Neben Scholls Aufsatz finden sich im zweiten Teil mehrere allgemeinere Betrachtungen zur Düsseldorfer Malerschule, die konkrete Bezüge zum Thema der Ausstellung und des Kapitels jedoch bisweilen vermissen lassen. So betrachtet Martina Sitt die Bedeutung der Düsseldorfer Akademie im 19. Jahrhundert und ihre bis heute währende Ausstrahlungswirkung (81-87). Dabei spricht sie zwar die Monumentalmalerei der Künstlerschule an, ohne aber die Brücke zu Naumburg oder zu Bendemann zu schlagen. Ähnlich losgelöst erscheint auch der Beitrag von Pascal Heß (99-107), der die engen Verbindungen zwischen den Düsseldorfer Künstlern am Beispiel ihrer Freundschaftsbildnisse aufzeigt. Der Überblick von Holger Th. Gräf über die großen Ausstattungsaufträge der preußischen Kunstpolitik (89-97) wählt, ebenfalls ohne Bezug zur Bendemannschen Arbeit, den Gemäldezyklus des Düsseldorfer Künstlerkollegen Peter Janssen in der Marburger Universitätsaula als zentrales Beispiel.

Vergleichsweise abrupt leitet der durch seine Länge hervorstechende Aufsatz von Cordula Grewe (109-143) in den Katalogteil über. Grewes eingehende Analyse der Auftragswerke Wilhelm von Schadows für Schulpforta, Naumburg und Düsseldorf legt die theologische Programmatik der religiösen Historiengemälde frei. Der religiösen Thematik bleibt auch Marcell Perse verhaftet, der den Entstehungsprozess der biblischen Landschaften von Johann Wilhelm Schirmer in den Blick nimmt und am Beispiel seiner Kain-und-Abel-Szenen Parallelen zum Werk Bendemanns zieht (187-203). Ein nach akademischen Bildgattungen geordneter Überblick von Christiane Pickartz (233-245) über die Düsseldorfer Malereibestände der Dr. Axe-Stiftung schließt das zweite Kapitel ab.

Insgesamt ungewöhnlich erscheinen die Einbettung und die Struktur des Katalogteils, dessen vier Abschnitte sich unvermittelt zwischen die Aufsätze am Ende des zweiten Kapitels fügen. Die Zusammenstellung der jeweiligen Werkgruppen erschließt sich nicht immer. Das wird besonders im ersten Abschnitt mit Blick auf die Kopie von Christian Eduard Boettchers Sommernacht am Rhein (149, Kat. Nr. N 6) deutlich, die sich zwischen dem Bendemannschen Wandbild und anderen Historiengemälden wiederfindet. Die Entscheidung, manchen Werken einen separaten Katalogeintrag zu widmen, andere wiederum nur in den vorangehenden Aufsätzen zu besprechen, lässt zudem ein gewisses Ungleichgewicht entstehen. Ungewöhnlich wirkt darüber hinaus, dass die im dritten Kapitel von Marschel Schöne und Garnet Meiß vorgestellten Begleitprojekte Eingang in den Ausstellungsband finden. Zu kurz fällt schließlich der Anhang aus. Hier wäre ein ausführlicheres Literaturverzeichnis wünschenswert gewesen, das über die im Katalogteil erwähnten Titel hinaus auch die in den Aufsätzen zitierten Werke einbezieht.
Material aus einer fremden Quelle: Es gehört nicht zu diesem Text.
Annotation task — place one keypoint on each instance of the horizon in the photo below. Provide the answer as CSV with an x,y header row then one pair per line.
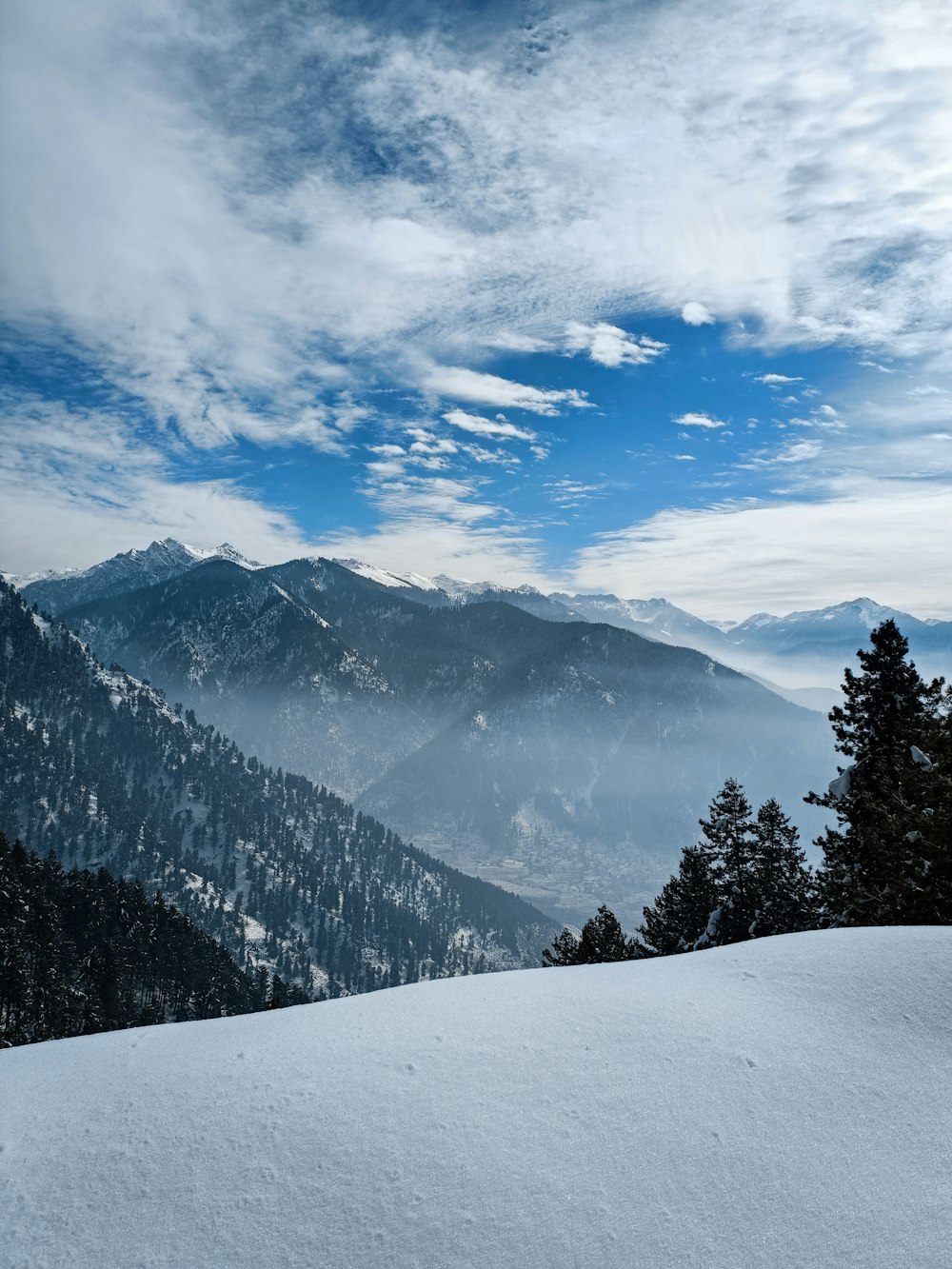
x,y
414,578
635,300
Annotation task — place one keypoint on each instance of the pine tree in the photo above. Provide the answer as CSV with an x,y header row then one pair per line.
x,y
886,862
602,941
681,913
730,845
783,884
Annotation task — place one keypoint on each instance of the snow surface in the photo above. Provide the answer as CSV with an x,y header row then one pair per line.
x,y
783,1103
387,579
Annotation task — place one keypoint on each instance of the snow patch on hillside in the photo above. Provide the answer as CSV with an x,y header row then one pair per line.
x,y
780,1103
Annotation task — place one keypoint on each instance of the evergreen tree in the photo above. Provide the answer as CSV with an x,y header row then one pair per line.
x,y
744,880
887,862
602,941
681,913
730,845
783,884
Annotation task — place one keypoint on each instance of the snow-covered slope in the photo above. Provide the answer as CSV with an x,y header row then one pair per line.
x,y
122,572
780,1103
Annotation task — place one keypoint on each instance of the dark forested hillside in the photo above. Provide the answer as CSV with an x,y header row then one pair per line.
x,y
98,768
566,758
84,952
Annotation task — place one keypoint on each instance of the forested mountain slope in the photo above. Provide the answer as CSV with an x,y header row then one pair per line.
x,y
87,952
581,753
98,768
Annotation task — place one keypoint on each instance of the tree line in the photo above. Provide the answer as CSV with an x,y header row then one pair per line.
x,y
886,862
86,952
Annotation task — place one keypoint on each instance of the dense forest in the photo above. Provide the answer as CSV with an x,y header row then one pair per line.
x,y
97,768
886,862
86,952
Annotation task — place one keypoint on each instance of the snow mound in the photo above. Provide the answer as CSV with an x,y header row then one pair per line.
x,y
780,1103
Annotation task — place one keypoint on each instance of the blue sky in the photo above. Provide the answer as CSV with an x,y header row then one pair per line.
x,y
646,298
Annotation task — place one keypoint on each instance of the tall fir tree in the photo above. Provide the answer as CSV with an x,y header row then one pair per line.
x,y
783,883
680,915
887,861
745,879
602,941
730,844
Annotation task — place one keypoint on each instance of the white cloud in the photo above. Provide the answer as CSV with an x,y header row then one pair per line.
x,y
611,346
483,426
723,563
693,419
696,315
95,488
464,385
232,247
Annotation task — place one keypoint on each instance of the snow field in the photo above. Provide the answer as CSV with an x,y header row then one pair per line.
x,y
783,1103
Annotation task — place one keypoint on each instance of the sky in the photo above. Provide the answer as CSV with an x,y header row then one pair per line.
x,y
638,297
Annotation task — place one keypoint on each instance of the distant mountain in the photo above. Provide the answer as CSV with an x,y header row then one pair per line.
x,y
98,768
53,591
653,618
566,761
805,650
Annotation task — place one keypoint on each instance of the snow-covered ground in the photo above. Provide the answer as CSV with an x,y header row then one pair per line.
x,y
784,1103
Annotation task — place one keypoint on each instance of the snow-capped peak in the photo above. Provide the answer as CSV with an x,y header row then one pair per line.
x,y
384,578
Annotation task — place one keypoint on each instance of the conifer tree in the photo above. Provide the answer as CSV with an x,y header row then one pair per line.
x,y
730,845
783,884
602,941
681,913
886,862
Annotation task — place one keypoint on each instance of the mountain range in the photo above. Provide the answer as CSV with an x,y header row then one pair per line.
x,y
101,769
564,758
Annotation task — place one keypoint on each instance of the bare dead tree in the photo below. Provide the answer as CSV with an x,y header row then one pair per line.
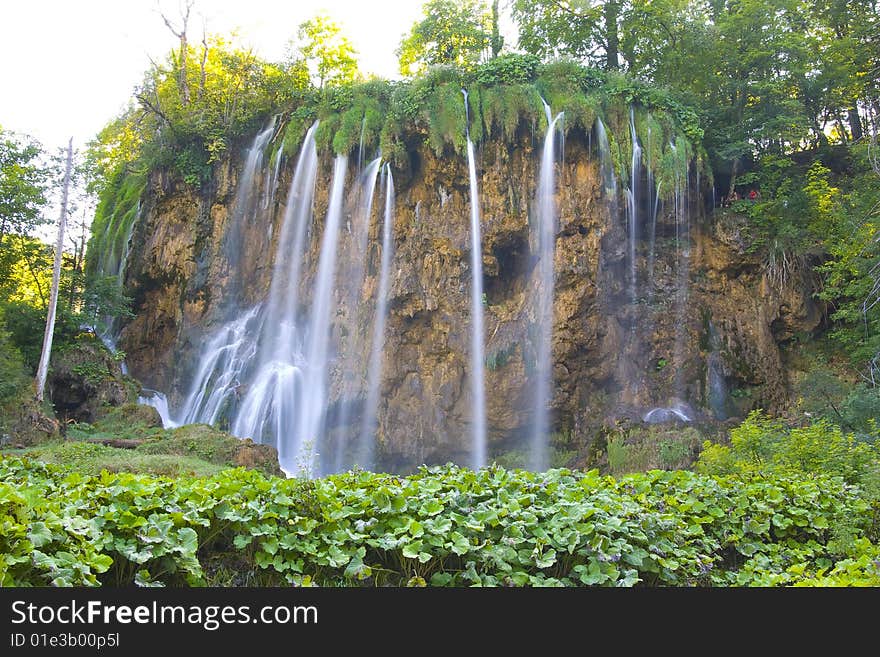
x,y
203,73
182,83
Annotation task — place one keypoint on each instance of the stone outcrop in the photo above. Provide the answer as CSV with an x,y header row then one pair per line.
x,y
187,276
85,379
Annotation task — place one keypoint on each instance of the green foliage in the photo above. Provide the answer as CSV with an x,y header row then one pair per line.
x,y
24,178
451,32
762,445
13,374
440,527
327,52
647,448
115,216
26,323
507,69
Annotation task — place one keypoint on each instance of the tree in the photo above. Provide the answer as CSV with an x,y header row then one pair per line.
x,y
579,29
23,183
328,53
453,32
43,367
180,64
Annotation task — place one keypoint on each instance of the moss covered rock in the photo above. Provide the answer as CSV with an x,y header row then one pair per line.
x,y
85,379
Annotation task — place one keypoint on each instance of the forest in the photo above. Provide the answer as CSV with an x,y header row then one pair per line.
x,y
250,386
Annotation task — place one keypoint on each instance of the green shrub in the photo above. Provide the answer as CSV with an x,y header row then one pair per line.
x,y
441,526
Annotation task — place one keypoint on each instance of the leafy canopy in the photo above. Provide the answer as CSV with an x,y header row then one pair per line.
x,y
329,54
451,32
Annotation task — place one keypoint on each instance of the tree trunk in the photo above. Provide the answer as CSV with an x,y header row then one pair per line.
x,y
497,39
612,38
855,124
43,368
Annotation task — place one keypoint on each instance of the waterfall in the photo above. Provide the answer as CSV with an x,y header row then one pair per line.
x,y
158,401
268,409
683,257
679,408
717,395
632,195
351,278
245,208
222,364
310,414
547,219
478,359
366,444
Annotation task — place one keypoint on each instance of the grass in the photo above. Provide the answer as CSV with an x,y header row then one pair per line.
x,y
196,450
652,448
91,459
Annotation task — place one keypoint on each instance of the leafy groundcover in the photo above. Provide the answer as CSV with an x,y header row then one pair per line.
x,y
443,526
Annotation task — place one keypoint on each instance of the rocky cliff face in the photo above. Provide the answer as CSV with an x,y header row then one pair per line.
x,y
189,269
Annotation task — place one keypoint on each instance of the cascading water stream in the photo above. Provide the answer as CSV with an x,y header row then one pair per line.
x,y
223,362
352,281
245,209
479,451
310,414
268,410
683,259
632,196
159,401
547,219
367,442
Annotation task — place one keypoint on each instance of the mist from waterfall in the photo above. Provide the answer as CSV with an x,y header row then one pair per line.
x,y
351,282
310,416
479,449
269,407
547,226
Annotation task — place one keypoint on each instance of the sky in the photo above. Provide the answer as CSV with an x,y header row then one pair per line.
x,y
68,66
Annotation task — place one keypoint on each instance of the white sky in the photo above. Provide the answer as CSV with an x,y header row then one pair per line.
x,y
68,66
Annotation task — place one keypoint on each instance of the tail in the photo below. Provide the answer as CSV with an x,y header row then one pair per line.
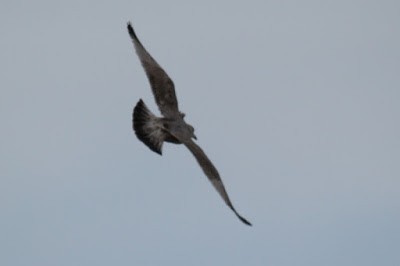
x,y
148,127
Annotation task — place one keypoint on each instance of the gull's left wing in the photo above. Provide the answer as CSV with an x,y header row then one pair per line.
x,y
161,84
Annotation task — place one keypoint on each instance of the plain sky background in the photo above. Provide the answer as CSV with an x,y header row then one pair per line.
x,y
296,102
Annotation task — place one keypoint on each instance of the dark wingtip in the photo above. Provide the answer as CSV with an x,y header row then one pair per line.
x,y
240,217
244,220
131,31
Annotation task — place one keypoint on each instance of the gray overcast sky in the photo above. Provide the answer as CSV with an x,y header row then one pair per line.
x,y
296,102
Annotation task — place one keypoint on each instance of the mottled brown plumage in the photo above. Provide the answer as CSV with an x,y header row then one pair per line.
x,y
154,131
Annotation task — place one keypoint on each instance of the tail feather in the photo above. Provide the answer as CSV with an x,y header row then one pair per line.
x,y
147,127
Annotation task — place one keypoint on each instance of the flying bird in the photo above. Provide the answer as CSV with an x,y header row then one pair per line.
x,y
153,131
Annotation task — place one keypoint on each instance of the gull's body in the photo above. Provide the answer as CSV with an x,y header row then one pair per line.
x,y
153,131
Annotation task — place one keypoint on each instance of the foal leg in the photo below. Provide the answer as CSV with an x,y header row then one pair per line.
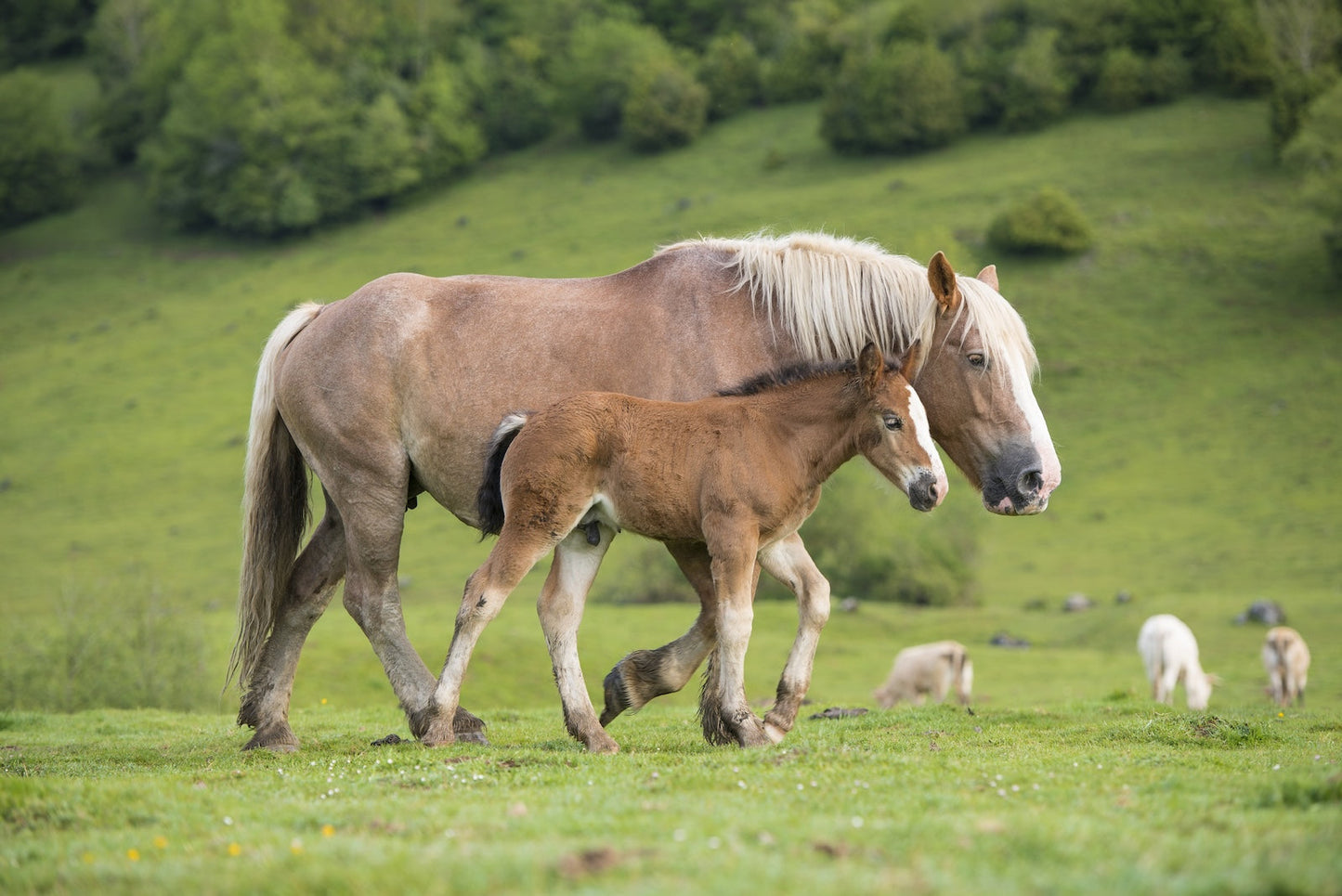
x,y
789,563
560,608
723,708
645,675
512,558
265,705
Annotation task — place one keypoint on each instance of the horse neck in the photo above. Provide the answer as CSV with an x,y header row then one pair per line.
x,y
817,419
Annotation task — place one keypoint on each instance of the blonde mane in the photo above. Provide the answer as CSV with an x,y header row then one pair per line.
x,y
832,294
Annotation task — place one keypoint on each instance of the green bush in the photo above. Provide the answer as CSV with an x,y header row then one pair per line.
x,y
1036,89
1315,151
730,71
39,160
1047,223
902,98
1121,84
666,106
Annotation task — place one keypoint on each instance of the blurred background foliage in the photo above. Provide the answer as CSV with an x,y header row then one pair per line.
x,y
263,117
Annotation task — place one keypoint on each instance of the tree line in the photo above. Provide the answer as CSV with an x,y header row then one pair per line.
x,y
267,117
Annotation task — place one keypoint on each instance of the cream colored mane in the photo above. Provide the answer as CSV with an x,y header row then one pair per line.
x,y
834,294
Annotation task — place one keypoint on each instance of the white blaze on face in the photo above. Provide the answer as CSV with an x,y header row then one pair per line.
x,y
1028,405
919,417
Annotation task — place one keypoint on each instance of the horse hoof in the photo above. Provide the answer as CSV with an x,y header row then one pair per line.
x,y
616,699
275,738
471,736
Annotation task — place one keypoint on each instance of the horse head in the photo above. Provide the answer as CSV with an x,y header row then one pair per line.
x,y
976,385
899,444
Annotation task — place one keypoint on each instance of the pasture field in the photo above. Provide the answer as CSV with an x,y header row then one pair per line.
x,y
1100,796
1191,380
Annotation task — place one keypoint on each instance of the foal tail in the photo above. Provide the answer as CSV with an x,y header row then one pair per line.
x,y
274,506
489,500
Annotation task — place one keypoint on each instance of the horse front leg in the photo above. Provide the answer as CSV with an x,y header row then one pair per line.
x,y
486,591
560,608
789,563
645,675
725,711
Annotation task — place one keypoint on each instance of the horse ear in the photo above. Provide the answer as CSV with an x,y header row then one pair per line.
x,y
871,367
989,277
913,361
941,277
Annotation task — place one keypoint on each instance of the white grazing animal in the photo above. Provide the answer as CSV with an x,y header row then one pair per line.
x,y
928,669
1287,661
1169,652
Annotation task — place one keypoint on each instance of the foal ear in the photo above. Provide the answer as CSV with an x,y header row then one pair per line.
x,y
941,277
871,367
913,361
989,277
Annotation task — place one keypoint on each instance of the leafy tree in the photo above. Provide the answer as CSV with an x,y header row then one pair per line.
x,y
1036,89
901,98
1317,153
39,162
730,71
1047,223
38,30
666,106
596,75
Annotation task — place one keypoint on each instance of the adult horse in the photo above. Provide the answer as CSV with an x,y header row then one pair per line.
x,y
396,391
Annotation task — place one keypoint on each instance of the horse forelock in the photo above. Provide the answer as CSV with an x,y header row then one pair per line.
x,y
835,294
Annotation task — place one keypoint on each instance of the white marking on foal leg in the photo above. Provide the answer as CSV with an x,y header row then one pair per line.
x,y
560,608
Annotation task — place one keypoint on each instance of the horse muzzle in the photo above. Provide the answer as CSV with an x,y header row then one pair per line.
x,y
1016,485
926,491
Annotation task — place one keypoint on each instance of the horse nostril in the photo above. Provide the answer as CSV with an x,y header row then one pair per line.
x,y
1030,482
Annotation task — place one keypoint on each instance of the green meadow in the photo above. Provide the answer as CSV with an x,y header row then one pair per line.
x,y
1192,383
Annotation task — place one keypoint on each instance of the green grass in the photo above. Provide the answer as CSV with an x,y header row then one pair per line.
x,y
1189,377
1088,796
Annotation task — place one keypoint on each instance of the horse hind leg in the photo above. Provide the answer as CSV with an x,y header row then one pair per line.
x,y
645,675
265,705
560,608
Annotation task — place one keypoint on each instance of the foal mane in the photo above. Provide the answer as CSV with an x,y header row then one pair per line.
x,y
787,376
834,294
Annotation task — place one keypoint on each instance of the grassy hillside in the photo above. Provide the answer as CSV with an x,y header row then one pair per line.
x,y
1189,379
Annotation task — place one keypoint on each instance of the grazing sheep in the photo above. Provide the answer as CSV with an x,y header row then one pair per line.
x,y
1287,663
928,669
1169,652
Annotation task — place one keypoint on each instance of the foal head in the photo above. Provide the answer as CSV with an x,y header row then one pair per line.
x,y
895,436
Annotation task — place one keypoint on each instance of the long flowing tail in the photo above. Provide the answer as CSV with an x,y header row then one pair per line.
x,y
274,506
489,500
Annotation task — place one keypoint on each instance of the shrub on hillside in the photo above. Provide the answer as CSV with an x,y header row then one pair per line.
x,y
1036,89
1317,153
901,98
730,72
39,160
666,106
1047,223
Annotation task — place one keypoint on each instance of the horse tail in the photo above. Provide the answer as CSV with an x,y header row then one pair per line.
x,y
489,500
274,506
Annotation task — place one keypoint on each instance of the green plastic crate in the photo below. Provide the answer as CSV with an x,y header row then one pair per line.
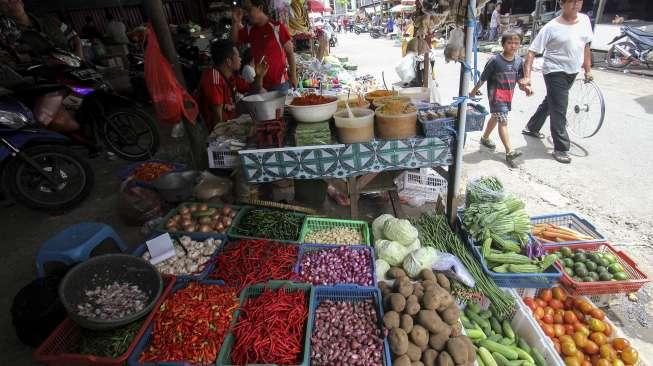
x,y
231,233
224,357
317,223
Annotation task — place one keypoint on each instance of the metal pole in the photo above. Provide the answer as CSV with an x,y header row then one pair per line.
x,y
466,77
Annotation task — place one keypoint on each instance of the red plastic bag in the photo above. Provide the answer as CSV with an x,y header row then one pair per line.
x,y
170,99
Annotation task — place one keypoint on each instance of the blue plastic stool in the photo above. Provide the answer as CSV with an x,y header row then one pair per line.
x,y
75,244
Nichtsdestoweniger bietet der Katalog eine insgesamt reich bebilderte Begleitpublikation mit aufschlussreichen Beiträgen ausgewiesener Experten der Düsseldorfer Malerschule. Die Gliederung des Bandes und die heterogene Zusammenstellung der Aufsätze lassen einen roten Faden und den Bezug zum Hauptwerk der Ausstellung allerdings nicht immer erkennen. Auch der in Vorwort und Umschlagtext angekündigte "graphische Schwerpunkt" (14) der Ausstellung, der eigentlich nur im Aufsatz von Scholl aufgegriffen wird, kommt nicht ausreichend zur Geltung. So bleibt es das wesentliche Verdienst des Katalogs, das nahezu in Vergessenheit geratene Monumentalbild Bendemanns in Erinnerung gerufen zu haben und den Standort Naumburg und sein kulturelles Spektrum vor Augen zu führen.


Anmerkung:

[1] Siehe Bettina Baumgärtel (Hg.): Die Düsseldorfer Malerschule und ihre internationale Ausstrahlung 1819-1918, Ausst.-Kat. Düsseldorf, 2 Bde., Petersberg 2011.